No todos los expulsados son criminales o individuos radicalizados. Con estupor se ha recibido la noticia de la deportación a Irak de una familia yazidí, con cuatro hijos menores, que se consideraba un modelo de buena integración. Habían presentado recurso contra su deportación y un tribunal falló a su favor. Pero la decisión judicial llegó tarde, cuando ya estaban en el avión. No es un caso aislado. La televisión pública alemana ARD informaba estos días de situaciones similares en varios puntos del país.
Entre Merkel y Merz hay abismos. La excanciller representó el centrismo y arrinconó desde el poder a su eterno rival derechista. Tras su retirada, a Merkel no se la ha visto en ningún acto del partido que dirigió durante 18 años. En los últimos tiempos han limado un poco sus asperezas y hasta se sentaron en palcos vecinos en el festival Richard Wagner de Bayreuth. Pero sigue recordándose la tempestad desatada por Merkel cuando criticó a Merz, por entonces en plena campaña electoral, por poner en peligro el cordón sanitario al impulsar un endurecimiento del asilo con el apoyo de la ultraderecha.
La cruz socialdemócrata
“Voy a ser un excanciller al que el Partido Socialdemócrata se alegre de ver”, aseguró Olaf Scholz en último congreso de su formación. Scholz se despedía así de los suyos, tras su derrota electoral frente a Merz. Su frase era una alusión a Schröder, el excanciller al que su familia política no quiere ni ver por negarse a romper con Putin.
El excanciller Schröder, multado en Corea del Sur por destrozar un matrimonio / .
Ambos políticos, el alemán y el ruso, fueron amigos en lo político y lo personal, lo que no es tan raro en el cambiante orden mundial. Lo que escuece a la socialdemocracia es que siga sosteniendo que su apuesta por el gas barato ruso fue una decisión acertada.

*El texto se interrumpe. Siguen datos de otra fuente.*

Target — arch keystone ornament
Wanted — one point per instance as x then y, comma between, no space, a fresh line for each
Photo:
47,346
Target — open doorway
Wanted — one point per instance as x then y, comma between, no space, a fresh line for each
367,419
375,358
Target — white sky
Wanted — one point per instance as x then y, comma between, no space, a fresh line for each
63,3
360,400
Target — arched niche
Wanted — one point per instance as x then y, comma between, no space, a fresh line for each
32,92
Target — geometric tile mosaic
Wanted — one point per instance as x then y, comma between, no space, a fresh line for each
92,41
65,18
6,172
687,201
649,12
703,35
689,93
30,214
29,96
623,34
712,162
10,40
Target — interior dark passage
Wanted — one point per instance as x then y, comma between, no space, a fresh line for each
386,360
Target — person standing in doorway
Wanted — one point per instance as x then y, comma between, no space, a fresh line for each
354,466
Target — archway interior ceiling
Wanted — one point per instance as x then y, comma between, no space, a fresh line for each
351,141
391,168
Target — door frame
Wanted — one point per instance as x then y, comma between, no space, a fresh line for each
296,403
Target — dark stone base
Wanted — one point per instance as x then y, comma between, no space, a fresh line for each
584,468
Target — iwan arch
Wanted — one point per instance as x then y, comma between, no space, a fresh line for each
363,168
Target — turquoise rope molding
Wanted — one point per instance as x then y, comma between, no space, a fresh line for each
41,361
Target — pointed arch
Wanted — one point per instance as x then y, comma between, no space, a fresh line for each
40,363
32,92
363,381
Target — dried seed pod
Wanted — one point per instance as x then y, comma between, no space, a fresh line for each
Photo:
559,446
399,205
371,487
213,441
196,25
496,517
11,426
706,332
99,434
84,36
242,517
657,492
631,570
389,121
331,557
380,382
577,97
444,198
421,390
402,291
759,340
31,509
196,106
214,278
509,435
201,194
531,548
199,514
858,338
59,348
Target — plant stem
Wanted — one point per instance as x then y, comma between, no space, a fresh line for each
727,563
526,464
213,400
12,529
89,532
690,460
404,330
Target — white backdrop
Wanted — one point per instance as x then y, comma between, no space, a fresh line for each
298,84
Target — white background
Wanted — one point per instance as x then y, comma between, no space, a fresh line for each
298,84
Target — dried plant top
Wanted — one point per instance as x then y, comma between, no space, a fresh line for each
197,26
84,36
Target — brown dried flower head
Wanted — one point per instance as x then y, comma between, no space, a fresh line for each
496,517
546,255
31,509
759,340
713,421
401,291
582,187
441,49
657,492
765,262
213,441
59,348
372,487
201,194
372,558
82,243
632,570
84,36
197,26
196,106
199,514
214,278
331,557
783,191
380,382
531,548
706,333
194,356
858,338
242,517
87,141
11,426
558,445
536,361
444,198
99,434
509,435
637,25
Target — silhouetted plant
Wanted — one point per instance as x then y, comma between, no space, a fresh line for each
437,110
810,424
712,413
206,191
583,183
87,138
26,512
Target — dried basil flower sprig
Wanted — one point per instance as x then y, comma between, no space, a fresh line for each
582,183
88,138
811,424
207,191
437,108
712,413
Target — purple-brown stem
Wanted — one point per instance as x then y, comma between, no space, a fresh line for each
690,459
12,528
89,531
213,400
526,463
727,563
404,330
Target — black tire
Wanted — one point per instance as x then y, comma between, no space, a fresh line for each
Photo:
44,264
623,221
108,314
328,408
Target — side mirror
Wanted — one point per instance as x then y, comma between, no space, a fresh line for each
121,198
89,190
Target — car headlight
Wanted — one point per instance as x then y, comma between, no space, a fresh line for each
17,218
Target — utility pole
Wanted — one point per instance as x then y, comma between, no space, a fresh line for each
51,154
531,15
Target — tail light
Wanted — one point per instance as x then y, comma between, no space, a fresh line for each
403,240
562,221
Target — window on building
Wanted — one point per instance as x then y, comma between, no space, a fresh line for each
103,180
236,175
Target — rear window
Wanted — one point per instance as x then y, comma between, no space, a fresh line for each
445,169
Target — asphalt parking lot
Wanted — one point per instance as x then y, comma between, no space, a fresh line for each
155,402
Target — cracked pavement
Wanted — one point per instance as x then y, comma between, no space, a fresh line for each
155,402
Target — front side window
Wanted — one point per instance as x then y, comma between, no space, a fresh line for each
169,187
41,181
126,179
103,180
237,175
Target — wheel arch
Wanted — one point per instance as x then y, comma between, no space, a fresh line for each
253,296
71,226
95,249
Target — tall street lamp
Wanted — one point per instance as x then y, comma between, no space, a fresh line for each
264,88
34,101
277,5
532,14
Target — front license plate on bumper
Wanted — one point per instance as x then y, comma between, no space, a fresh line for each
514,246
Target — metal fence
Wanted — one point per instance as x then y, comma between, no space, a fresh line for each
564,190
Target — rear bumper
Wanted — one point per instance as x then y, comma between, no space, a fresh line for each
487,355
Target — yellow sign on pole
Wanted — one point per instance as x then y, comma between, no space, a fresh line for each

De la amistad de intereses entre Putin y Schröder surgió el gasoducto Nord-Stream, puntal de la dependencia energética germana respecto a Rusia. Tras perder las elecciones de 2005, el excanciller pasó a ocupar puestos de mando en empresas controladas por el Kremlin, en un caso de puertas giratorias que avergonzó a su partido.
El gasoducto quedó inutilizado por sabotajes de autoría nunca aclarada en septiembre de 2022. Unos meses antes, 17 agrupaciones locales del SPD habían impulsado una demanda de expulsión de Schröder por ‘dañar al partido’, ya que se negaba a romper con Putin pese a la guerra de agresión lanzada sobre Ucrania. La demanda no prosperó y Schröder sigue siendo una piedra en el zapato para el partido. Ha entrado en lo penoso al presentar un recurso tras otro contra la decisión del Parlamento retirarle la oficina que mantiene como excanciller.
También ha recurrido por motivos de salud contra citaciones para declarar ante la comisión investigadora por la construcción del segundo gasoducto del Nord Stream. Schröder, de 81 años, alegó ‘burnout’. Según ‘Der Spiegel’, ahora estaría dispuesto a declarar bajo ciertas condiciones. Para el SPD, cualquier intervención pública de su excanciller es motivo de inquietud.